Laboratoire Marcel Mérieux
1 Rue Laborde
69500 BRON

Une stratégie pour le transfert embryonnaire est nécessaire pour optimiser les résultats de la fécondation in vitro, exprimés en terme d’enfants nés, tout en évitant la survenue de grossesses multiples de rang élevé. Par ailleurs, ces grossesses de rang élevée comportent des risques obstétricaux élevés.

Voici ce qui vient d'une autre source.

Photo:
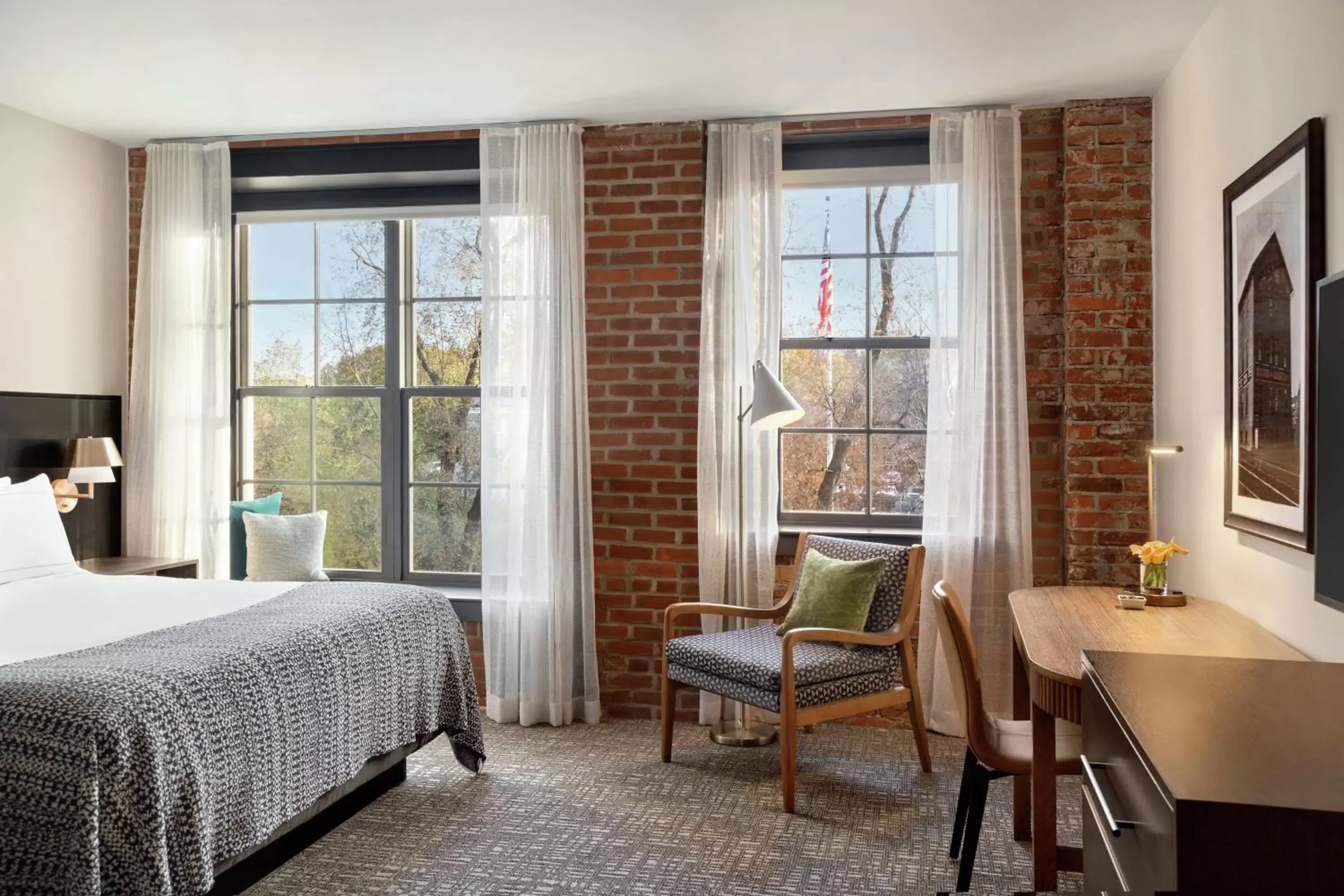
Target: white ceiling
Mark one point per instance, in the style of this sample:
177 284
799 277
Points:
131 70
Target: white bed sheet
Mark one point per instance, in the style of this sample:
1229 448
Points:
69 612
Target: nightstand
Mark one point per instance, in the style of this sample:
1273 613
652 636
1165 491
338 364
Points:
168 567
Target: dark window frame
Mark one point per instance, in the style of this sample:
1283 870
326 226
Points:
877 152
396 394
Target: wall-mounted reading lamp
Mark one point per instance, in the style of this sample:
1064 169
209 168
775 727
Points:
1156 450
90 461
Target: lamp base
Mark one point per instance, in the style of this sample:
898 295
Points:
734 734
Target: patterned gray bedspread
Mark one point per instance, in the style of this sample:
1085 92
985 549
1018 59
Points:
136 766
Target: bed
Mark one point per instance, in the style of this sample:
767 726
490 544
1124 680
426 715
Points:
155 732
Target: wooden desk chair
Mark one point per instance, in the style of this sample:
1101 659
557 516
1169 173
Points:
996 747
808 676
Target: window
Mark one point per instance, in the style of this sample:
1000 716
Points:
858 454
359 388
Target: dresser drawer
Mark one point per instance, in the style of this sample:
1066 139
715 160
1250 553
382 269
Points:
1117 782
1100 864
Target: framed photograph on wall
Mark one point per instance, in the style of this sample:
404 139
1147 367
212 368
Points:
1273 254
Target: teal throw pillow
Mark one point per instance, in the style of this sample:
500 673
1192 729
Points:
834 594
238 535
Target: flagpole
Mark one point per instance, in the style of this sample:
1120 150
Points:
830 355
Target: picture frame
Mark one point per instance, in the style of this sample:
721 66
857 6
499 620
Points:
1273 257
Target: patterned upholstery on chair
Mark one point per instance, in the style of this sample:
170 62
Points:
892 586
746 665
753 656
804 698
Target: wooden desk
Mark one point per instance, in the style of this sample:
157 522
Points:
1051 629
167 567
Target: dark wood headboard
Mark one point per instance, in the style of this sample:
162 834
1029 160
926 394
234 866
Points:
34 432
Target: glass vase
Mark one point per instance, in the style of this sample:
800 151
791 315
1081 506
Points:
1152 578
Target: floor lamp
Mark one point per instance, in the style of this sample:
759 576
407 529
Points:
772 406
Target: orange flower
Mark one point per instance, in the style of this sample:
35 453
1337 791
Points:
1156 551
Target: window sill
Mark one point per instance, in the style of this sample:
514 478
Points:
797 528
467 599
789 534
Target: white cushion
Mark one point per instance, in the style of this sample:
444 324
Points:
33 542
285 548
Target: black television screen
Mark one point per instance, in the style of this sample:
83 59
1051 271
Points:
1330 441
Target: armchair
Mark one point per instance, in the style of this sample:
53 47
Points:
810 675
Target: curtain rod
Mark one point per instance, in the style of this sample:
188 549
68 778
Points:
371 132
375 132
846 116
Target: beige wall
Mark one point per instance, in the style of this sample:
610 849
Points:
1254 73
62 258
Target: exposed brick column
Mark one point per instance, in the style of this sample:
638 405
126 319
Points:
1043 319
644 221
1108 331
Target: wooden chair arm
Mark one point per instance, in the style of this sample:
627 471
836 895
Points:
844 636
695 607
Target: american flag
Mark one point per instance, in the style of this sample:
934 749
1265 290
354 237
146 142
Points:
824 296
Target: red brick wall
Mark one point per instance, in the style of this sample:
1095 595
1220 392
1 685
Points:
1043 322
1108 334
644 220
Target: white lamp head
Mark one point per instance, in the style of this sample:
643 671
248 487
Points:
772 405
90 461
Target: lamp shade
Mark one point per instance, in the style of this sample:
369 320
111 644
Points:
82 474
93 452
772 405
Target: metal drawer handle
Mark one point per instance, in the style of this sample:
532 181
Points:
1101 798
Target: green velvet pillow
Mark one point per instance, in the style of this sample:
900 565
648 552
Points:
834 594
238 535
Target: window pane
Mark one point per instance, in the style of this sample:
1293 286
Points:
448 257
295 499
898 474
354 528
281 429
828 383
350 439
806 220
281 261
281 345
902 296
353 258
901 389
803 288
901 229
445 530
822 472
447 440
354 345
448 343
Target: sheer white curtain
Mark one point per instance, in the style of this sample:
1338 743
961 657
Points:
976 524
537 521
740 326
178 450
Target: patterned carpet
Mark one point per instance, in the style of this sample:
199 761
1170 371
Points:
592 810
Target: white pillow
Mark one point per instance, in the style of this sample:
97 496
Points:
285 548
33 542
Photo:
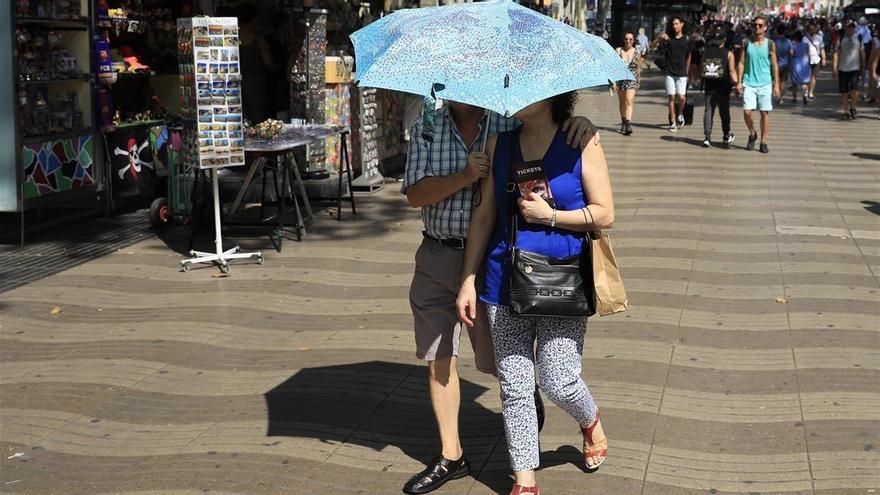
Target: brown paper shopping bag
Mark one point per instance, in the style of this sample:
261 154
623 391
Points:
610 294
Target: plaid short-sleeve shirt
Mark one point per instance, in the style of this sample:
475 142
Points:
447 155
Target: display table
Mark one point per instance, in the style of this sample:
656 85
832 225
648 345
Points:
277 152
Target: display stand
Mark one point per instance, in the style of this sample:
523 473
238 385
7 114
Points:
220 257
211 93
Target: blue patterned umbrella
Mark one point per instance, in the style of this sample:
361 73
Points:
496 55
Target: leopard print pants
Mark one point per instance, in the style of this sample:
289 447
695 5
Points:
559 349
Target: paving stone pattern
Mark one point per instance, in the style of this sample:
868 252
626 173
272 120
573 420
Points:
748 363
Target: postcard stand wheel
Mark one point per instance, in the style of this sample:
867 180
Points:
220 258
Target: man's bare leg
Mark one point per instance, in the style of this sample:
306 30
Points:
765 123
445 392
750 121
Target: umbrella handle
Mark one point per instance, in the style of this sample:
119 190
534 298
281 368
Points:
485 131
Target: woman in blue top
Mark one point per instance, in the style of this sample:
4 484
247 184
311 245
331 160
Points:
783 57
579 184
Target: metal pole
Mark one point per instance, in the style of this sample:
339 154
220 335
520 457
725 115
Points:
218 238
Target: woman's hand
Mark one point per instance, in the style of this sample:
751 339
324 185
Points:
534 209
466 303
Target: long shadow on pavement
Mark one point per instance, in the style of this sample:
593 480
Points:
378 404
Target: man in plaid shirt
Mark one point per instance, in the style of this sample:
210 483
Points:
441 177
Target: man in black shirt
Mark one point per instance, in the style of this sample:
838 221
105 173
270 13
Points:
677 49
720 76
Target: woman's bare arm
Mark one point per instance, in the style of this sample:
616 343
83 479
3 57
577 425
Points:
597 186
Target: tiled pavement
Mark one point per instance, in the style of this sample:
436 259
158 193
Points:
748 363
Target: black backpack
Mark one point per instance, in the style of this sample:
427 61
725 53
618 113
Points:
714 67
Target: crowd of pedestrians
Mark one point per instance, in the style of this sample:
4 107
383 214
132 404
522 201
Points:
763 60
464 175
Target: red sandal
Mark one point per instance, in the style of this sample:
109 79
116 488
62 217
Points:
520 490
592 451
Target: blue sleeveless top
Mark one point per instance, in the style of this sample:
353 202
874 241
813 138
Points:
562 165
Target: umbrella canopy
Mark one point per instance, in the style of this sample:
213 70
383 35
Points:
496 55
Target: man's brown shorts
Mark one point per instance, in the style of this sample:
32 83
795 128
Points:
432 297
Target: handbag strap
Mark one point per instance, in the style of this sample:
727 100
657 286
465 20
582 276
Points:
512 189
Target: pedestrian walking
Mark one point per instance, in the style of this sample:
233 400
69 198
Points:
759 82
719 78
801 71
675 47
817 55
626 89
574 174
440 178
642 44
784 53
847 64
698 43
873 67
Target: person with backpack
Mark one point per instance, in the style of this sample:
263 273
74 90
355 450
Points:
675 50
784 52
847 65
817 54
801 72
759 82
719 78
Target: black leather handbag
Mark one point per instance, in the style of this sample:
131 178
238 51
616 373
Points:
545 286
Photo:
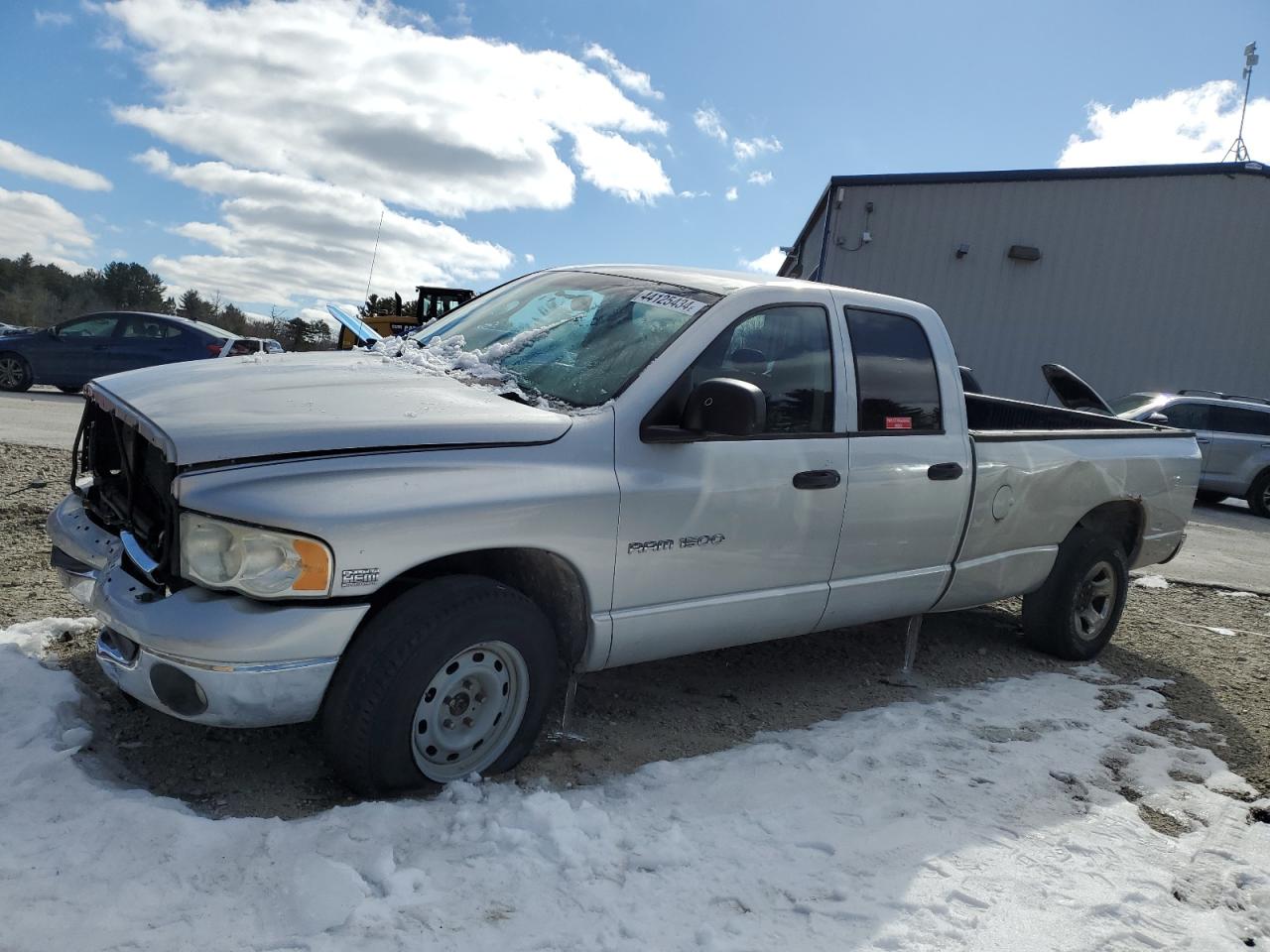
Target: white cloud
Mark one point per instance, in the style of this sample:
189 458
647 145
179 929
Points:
746 149
1184 126
53 18
281 238
350 94
710 123
612 164
41 167
37 223
634 80
767 263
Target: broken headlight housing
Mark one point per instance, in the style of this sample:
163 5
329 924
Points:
259 562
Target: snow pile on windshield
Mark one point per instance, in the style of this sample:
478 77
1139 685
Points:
1007 816
449 357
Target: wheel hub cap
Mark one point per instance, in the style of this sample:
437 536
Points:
470 711
1095 599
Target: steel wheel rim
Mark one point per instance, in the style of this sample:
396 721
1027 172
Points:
1095 598
470 711
10 372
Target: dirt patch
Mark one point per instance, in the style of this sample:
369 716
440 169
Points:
665 710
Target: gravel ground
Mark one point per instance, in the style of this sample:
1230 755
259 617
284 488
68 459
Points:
665 710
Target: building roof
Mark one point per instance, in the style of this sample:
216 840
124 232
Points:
1101 172
1097 172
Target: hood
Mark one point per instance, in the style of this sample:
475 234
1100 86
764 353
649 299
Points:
241 408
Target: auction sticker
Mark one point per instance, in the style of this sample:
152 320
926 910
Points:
671 302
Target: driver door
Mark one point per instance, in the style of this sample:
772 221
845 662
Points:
729 539
81 349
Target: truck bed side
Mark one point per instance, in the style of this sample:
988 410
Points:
1034 484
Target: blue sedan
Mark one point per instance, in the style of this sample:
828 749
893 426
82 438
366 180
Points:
75 352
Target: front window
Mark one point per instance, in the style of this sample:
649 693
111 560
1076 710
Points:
572 336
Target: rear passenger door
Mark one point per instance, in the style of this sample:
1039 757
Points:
1239 445
145 341
908 488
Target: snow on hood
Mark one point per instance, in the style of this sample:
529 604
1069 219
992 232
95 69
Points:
282 404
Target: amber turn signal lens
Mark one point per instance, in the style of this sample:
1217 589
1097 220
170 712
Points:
314 566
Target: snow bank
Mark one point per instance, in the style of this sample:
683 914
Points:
991 819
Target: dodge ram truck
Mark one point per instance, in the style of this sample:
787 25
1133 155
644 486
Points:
580 468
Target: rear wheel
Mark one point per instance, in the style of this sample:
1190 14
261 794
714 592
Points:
14 372
1076 612
1259 495
451 678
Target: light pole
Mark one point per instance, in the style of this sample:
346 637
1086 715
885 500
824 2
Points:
1250 60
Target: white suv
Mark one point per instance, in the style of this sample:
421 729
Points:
1233 434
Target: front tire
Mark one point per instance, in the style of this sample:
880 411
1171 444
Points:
1259 495
14 373
1076 612
451 678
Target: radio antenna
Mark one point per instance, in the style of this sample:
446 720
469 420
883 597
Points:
371 276
1239 149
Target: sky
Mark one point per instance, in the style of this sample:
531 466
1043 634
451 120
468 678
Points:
252 149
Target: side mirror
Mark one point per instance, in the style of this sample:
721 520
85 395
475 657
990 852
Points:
730 408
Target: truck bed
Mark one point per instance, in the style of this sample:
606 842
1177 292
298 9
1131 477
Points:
1039 470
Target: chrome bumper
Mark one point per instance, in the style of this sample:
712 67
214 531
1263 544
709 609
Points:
198 655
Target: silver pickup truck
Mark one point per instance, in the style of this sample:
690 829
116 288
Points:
581 468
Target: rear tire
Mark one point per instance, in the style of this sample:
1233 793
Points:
1259 495
451 678
14 373
1076 612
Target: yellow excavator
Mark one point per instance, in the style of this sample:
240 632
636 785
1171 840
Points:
432 303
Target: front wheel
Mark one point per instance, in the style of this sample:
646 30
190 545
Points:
451 678
14 373
1076 612
1259 495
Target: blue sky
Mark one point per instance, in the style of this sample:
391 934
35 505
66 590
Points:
250 148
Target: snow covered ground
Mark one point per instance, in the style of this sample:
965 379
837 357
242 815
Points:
988 819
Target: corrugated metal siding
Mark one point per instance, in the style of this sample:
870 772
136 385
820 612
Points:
1151 284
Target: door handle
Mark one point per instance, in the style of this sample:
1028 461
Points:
944 471
817 479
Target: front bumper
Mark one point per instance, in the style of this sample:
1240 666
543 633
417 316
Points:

A l’heure actuelle, la majorité des replacements embryonnaires sont réalisés, 2-3 jours après la ponction, soit avant ou immédiatement au moment de la mise en route du génôme embryonnaire. Il s’agit là d’un geste « aveugle ». Les critères cinétiques et/ou morphologiques peuvent quand même, dans un certaine mesure aider à une estimation assez grossière de la qualité. Les retards dans les cycles cellulaires sont par contre très pénalisants,, dès le début du développement embryonnaire préimplantatoire. La position et la morphologie des pronuclei (en relation avec les nucléoles) permettent une évaluation grossière. Les techniques de micro-injection perturbent ces évaluations : en effet, la micro-injection peut avoir un effet positif en accélérant la fécondation, évitant une pénalisation liée à la diminution des ARN messagers « utiles » de l’ovocyte. Cependant, comme l’ont montré Griffits et al (2000), cette technique obère la qualité embryonnaire estimée en terme de formation de blastocystes.

Par ailleurs, il n’existe pas de critère biochimiques susceptibles de trancher clairement : dès 1980, nous avons pu montrer que la consommation de glucose étant un élément statistiquement discriminant. Elle ne s’applique qu’aux blastocystes. La production de PAF est également un facteur statistiquement discriminant (Roudebousch et al. 2002). Cependant des embryons à faible production sont viables. Il est clair que seul la quantification des messages spécifiques de l’embryon, modifiant son transport, sa relation avec l’oviducte et ou le corps jaunes (Cupo, Ménézo et Bueno 1987) permettra de juger de la qualité embryonnaire dès les stades précoces.

Seule la sélection des embryons après l’activation génômique permet un évaluation correcte, au moins au niveau morphologique. Elle permet, quand cela est possible de dépasser les problèmes paternels et maternels. Par ailleurs, le problème des jumeaux monozygotiques est dorénavant résolu. Ce n’est pas le temps mais les conditions de culture qui influent négativement sur cette survenue. Par contre certaines anomalies de la structure de la chromatine (SCSA) du spermatozoïde ne sont pas « filtrées ». Certes la formation des blastocystes est réduites mais elle n’est pas nulle. Le potentiel de développement à terme de ces blastocystes est considérablement réduit. Ceci rejoint à la fois les observation d’Evenson , Larson et Jost (2002) et de Shapiro et al. 2001).

Enfin, il n’existe objectivement pas de moyen d’améliorer l’implantation embryonnaire dans le cadre d’un cycle de FIV/ICSI..Par contre, le transfert des blastocystes permet de les placer dans un utérus « apaisé », où la motricité utérine s’est réduite (Fanchin et al. 2001).

En conclusion, il apparaît que seul, le transfert des embryons sélectionnés par une culture prolongée dans des conditions convenables, permettra de réduire le nombre d’embryons transférés sans réduire l’efficacité des techniques de FIV/ICSI. Cette approche nous a permis de réduire le nombre des embryons transférés à 1.8 lors des 3 dernières années.